Bondra retires as the all time Caps leader in goals with 472, a record he is likely to hold for a comparatively short time (at his current pace, Alex Ovechkin will catch Bondra on or about Thanksgiving 2015). But in his 1,034 games as a Cap (regular season and playoffs), he generated quite a number thrills…

-- 34 goals in 47 games in the abbreviated 1995 season…a pace for 59.
-- five goals in the blink of an eye against the Tampa Bay Lightning on February 5, 1994.
-- a team-record 22 power play goals in 2000-2001, when he could have served as the visual definition of the hockey term, “one-timer,” such was his efficiency from the point.
-- A hat trick in 2001 on the night his contract extension with the club had been announced (of course, in fairness, one must also recall Bondra requested a trade).

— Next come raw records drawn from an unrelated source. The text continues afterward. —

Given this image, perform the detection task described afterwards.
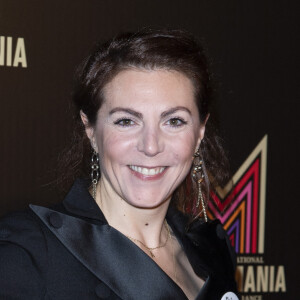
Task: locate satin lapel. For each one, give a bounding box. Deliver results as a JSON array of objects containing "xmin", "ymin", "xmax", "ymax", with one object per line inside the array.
[
  {"xmin": 30, "ymin": 205, "xmax": 187, "ymax": 300},
  {"xmin": 167, "ymin": 209, "xmax": 234, "ymax": 299},
  {"xmin": 166, "ymin": 209, "xmax": 211, "ymax": 279},
  {"xmin": 166, "ymin": 209, "xmax": 213, "ymax": 299}
]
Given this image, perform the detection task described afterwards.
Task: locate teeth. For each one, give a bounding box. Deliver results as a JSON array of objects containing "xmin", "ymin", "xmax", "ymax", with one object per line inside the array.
[{"xmin": 129, "ymin": 165, "xmax": 166, "ymax": 176}]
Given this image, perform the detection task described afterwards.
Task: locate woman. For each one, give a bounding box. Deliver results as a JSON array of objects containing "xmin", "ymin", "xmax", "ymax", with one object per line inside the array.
[{"xmin": 0, "ymin": 29, "xmax": 238, "ymax": 299}]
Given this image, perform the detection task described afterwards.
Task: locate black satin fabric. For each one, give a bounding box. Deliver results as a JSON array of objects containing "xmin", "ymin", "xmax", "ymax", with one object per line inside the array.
[{"xmin": 0, "ymin": 179, "xmax": 237, "ymax": 299}]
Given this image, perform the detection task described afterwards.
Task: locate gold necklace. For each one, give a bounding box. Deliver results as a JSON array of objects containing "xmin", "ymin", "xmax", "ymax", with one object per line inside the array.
[{"xmin": 125, "ymin": 220, "xmax": 171, "ymax": 258}]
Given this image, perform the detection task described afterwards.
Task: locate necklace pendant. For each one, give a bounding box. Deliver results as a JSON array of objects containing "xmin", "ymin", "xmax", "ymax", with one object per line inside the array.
[{"xmin": 149, "ymin": 250, "xmax": 155, "ymax": 258}]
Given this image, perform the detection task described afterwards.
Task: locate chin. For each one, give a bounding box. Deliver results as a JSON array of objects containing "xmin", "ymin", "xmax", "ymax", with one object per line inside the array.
[{"xmin": 125, "ymin": 194, "xmax": 170, "ymax": 209}]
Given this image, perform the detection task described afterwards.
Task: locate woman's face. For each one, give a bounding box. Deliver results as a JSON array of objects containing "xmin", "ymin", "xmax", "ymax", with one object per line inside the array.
[{"xmin": 85, "ymin": 69, "xmax": 205, "ymax": 208}]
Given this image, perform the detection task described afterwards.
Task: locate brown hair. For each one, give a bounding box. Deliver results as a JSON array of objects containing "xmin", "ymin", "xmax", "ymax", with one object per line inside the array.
[{"xmin": 59, "ymin": 28, "xmax": 230, "ymax": 219}]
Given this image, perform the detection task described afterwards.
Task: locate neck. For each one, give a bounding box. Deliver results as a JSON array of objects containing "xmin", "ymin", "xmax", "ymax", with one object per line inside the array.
[{"xmin": 95, "ymin": 177, "xmax": 171, "ymax": 247}]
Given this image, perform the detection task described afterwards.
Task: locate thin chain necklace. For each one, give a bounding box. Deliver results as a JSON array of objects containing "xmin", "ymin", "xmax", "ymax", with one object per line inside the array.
[
  {"xmin": 92, "ymin": 188, "xmax": 171, "ymax": 259},
  {"xmin": 125, "ymin": 220, "xmax": 171, "ymax": 258}
]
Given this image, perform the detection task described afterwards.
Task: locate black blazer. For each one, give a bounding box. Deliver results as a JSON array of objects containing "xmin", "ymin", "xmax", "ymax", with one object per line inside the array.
[{"xmin": 0, "ymin": 179, "xmax": 238, "ymax": 300}]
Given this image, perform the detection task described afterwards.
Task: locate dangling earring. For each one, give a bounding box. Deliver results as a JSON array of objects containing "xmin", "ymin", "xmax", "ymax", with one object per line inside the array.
[
  {"xmin": 192, "ymin": 150, "xmax": 208, "ymax": 222},
  {"xmin": 91, "ymin": 150, "xmax": 100, "ymax": 200}
]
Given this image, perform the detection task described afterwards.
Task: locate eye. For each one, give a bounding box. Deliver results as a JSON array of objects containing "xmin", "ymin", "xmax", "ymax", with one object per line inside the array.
[
  {"xmin": 114, "ymin": 118, "xmax": 135, "ymax": 127},
  {"xmin": 166, "ymin": 117, "xmax": 187, "ymax": 127}
]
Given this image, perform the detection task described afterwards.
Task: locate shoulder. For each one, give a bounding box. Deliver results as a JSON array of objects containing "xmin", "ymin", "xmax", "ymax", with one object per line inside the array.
[
  {"xmin": 0, "ymin": 209, "xmax": 48, "ymax": 298},
  {"xmin": 0, "ymin": 208, "xmax": 48, "ymax": 250}
]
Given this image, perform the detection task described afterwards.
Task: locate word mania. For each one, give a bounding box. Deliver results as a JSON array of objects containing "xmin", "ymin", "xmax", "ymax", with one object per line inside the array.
[
  {"xmin": 0, "ymin": 36, "xmax": 27, "ymax": 68},
  {"xmin": 236, "ymin": 264, "xmax": 286, "ymax": 293}
]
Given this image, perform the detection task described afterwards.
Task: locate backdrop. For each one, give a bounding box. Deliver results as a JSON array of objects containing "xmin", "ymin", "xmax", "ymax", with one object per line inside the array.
[{"xmin": 0, "ymin": 1, "xmax": 299, "ymax": 299}]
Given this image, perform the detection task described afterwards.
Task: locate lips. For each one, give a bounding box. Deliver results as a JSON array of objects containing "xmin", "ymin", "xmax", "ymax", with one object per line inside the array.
[{"xmin": 129, "ymin": 165, "xmax": 166, "ymax": 176}]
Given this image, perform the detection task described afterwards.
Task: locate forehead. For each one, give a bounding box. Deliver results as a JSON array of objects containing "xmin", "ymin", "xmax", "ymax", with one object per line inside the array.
[{"xmin": 101, "ymin": 69, "xmax": 196, "ymax": 110}]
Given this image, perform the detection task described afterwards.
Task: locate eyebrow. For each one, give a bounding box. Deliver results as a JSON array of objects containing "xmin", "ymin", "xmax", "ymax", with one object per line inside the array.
[
  {"xmin": 109, "ymin": 106, "xmax": 192, "ymax": 119},
  {"xmin": 109, "ymin": 108, "xmax": 143, "ymax": 119},
  {"xmin": 160, "ymin": 106, "xmax": 192, "ymax": 118}
]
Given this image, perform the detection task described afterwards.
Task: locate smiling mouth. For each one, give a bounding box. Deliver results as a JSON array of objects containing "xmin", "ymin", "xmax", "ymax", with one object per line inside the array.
[{"xmin": 129, "ymin": 165, "xmax": 166, "ymax": 176}]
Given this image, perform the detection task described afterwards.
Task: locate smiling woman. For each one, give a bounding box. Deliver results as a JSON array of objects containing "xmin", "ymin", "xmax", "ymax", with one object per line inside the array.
[
  {"xmin": 0, "ymin": 29, "xmax": 238, "ymax": 300},
  {"xmin": 82, "ymin": 69, "xmax": 202, "ymax": 211}
]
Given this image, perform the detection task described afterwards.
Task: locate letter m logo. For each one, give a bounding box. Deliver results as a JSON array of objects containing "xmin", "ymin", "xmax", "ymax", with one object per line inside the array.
[{"xmin": 207, "ymin": 136, "xmax": 267, "ymax": 254}]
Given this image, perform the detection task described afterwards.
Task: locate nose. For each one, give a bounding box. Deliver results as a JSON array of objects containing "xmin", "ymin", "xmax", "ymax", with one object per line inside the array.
[{"xmin": 137, "ymin": 126, "xmax": 164, "ymax": 157}]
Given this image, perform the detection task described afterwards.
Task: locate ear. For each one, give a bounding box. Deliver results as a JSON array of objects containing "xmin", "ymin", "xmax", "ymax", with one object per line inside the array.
[
  {"xmin": 195, "ymin": 113, "xmax": 210, "ymax": 151},
  {"xmin": 80, "ymin": 110, "xmax": 98, "ymax": 152}
]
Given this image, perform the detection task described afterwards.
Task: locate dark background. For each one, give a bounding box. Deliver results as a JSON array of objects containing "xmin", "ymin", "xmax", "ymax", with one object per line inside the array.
[{"xmin": 0, "ymin": 1, "xmax": 299, "ymax": 298}]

But the other side of this tale is Bondra accomplishing as much as he did without it being reflected in any particular success for the club. True, he was a part – an important part – of the 1998 Stanley Cup finalist (7-5-12, +4, in 17 playoff games), but the star that year was Olaf Kolzig. This is not meant to slight Bondra as much as to point out that he toiled as the only real “skill” forward the franchise had for most of his career, and there was only so far he could carry them. An oft-repeated phrase in those years was, “if the Caps only had another scorer.” The unspoken truth was that Bondra was as dependable as they came as the one already on board. Over a 267 game stretch spanning four seasons, Bondra scored 187 goals. If you do the math, that’s a pace of 58 goals over a full season. If Bondra wasn’t the most lethal goal-scoring engine in the mid-1990’s, he was on a very short list.

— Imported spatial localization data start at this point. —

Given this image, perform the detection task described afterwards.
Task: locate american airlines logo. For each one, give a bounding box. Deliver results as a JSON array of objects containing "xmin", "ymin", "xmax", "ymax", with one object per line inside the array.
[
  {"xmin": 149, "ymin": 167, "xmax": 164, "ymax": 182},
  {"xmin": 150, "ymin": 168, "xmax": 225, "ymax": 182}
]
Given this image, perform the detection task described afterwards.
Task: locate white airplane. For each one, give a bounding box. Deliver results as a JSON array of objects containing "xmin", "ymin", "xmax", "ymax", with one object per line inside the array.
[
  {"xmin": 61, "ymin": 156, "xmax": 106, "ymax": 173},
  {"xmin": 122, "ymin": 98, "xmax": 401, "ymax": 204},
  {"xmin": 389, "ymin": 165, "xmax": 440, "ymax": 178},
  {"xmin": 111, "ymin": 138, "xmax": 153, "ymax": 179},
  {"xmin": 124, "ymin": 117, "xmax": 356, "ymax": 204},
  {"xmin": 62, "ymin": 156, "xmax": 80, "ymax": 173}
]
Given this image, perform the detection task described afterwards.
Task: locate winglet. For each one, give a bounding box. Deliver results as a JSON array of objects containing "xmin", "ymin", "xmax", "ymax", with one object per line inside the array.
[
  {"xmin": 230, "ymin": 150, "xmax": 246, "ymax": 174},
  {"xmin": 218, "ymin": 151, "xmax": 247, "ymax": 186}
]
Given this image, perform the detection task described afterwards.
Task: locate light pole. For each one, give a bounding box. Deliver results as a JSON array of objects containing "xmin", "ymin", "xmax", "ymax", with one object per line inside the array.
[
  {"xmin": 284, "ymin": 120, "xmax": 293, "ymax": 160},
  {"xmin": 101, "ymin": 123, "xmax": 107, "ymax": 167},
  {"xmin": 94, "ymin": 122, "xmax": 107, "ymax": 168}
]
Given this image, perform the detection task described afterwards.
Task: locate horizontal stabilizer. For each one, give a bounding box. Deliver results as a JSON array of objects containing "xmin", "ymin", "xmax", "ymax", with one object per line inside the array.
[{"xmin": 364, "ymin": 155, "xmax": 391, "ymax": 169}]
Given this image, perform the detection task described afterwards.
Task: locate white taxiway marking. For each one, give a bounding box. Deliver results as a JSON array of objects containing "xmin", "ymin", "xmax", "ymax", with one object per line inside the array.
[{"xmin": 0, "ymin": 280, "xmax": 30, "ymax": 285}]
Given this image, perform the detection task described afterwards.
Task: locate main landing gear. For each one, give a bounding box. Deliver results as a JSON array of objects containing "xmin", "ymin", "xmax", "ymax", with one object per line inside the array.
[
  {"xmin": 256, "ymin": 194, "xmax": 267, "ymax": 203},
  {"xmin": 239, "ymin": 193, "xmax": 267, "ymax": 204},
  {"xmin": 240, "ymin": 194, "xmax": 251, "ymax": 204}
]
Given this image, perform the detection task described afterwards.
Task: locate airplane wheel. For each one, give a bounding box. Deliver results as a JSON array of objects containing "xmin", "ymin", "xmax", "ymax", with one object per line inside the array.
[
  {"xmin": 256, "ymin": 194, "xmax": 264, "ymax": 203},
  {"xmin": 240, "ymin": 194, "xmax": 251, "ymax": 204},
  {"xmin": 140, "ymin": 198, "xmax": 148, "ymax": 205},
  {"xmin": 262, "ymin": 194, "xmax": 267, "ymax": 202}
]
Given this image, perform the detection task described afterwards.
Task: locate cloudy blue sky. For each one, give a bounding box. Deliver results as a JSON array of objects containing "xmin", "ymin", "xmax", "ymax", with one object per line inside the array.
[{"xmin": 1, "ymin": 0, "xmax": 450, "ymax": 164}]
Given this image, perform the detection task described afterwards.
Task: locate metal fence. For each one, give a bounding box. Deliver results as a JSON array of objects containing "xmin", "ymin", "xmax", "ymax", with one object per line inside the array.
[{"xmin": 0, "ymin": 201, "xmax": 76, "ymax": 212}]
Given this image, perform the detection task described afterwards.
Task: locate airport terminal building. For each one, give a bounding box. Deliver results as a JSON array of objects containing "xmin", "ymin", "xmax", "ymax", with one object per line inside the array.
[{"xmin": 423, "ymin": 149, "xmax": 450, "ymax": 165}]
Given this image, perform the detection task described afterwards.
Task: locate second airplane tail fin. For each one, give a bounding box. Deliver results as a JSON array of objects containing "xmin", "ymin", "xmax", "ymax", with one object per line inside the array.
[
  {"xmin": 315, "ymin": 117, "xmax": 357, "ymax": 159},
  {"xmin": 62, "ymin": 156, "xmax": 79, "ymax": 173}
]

There are many who wanted to see Bondra skate one last time in Washington, perhaps manning a power play with the Alexes – Ovechkin and Semin. But that was entirely a gaze through a nostalgic lens. His production had been in decline since the 1997-1998 year, when he scored 52 goals, although he did post 45 in 2000-2001 (including all those power play goals).

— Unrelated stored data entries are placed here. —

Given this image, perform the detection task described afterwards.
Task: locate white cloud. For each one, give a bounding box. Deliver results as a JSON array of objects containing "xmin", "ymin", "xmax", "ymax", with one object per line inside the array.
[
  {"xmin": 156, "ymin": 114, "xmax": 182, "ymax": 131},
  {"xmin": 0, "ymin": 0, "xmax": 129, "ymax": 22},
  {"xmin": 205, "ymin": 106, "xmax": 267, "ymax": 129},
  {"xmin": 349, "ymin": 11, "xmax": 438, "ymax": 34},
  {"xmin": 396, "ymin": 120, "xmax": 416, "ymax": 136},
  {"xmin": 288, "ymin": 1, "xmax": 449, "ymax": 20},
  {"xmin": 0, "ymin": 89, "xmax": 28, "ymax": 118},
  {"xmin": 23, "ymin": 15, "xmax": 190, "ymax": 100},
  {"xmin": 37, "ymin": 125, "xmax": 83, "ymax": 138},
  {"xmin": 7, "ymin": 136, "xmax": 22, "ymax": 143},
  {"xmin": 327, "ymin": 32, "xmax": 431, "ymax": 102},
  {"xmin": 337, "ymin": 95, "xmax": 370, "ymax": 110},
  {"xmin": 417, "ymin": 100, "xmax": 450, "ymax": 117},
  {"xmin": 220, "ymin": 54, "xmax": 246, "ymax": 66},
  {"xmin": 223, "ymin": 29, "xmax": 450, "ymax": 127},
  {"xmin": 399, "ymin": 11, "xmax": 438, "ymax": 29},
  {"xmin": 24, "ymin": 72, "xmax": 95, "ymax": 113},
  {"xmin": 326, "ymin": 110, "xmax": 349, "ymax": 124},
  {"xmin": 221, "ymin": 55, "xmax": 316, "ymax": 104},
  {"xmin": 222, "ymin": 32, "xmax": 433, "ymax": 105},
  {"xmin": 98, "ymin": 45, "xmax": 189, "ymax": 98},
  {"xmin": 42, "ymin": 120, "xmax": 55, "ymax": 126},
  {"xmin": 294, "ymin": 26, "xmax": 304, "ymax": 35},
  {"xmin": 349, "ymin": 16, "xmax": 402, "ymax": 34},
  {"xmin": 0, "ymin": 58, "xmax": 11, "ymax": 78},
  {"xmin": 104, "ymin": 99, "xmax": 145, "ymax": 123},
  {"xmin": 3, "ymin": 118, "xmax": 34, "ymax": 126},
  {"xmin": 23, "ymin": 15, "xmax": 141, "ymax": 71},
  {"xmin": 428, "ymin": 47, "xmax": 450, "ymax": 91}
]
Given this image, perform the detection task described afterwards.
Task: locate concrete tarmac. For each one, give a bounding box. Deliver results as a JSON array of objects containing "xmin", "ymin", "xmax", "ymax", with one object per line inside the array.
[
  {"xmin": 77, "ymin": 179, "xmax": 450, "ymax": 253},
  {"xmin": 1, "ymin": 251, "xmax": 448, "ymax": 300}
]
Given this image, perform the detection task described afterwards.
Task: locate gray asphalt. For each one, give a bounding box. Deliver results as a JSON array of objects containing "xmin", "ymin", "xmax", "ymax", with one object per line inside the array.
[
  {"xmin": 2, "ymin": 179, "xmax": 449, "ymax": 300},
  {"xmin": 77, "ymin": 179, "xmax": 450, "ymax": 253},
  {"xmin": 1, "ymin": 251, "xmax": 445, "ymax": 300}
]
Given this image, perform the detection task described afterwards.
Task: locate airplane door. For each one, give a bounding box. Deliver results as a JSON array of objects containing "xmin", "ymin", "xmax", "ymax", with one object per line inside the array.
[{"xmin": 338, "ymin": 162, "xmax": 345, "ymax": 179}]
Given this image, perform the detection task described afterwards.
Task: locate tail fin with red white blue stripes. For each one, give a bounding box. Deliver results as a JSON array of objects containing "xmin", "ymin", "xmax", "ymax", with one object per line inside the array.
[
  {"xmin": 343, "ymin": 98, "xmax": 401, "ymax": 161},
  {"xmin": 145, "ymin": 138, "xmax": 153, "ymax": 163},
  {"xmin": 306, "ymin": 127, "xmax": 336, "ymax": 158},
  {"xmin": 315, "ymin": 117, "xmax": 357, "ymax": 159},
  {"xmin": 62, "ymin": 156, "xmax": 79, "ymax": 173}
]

As much as Bondra’s goal-scoring talent should be remembered by Caps fans, it should not be forgotten just how difficult it was for a player such as Bondra in the early 1990’s, when he broke into the league. He was an 8th round draft pick in 1990 who had never seen an NHL game until the day he stepped onto the ice to play in one. Language, culture, and the antipathy toward European players at the time made breaking into the league a difficult proposition for players such as Bondra. That he would grow and flourish in the NHL is a tribute to him as a person as much as to his skill.

There is a certain disappointment in looking at his career that he played on squads that might be characterized as “underachieving.” That, and the fact that he played in a market that did little to promote him, probably will keep him out of the Hall of Fame. But nothing should ever take away from the vision Caps fans will have of Bondra’s low-slung skating style speeding down the ice, his blink-of-an-eye slap shot, or the sheer joy he felt and freely expressed in each and every goal, from his first to his 472nd.

Every Caps fan would wish him well in his new endeavor as the general manager for the Slovakian national hockey team. They have genuine article as someone to respect and to emulate.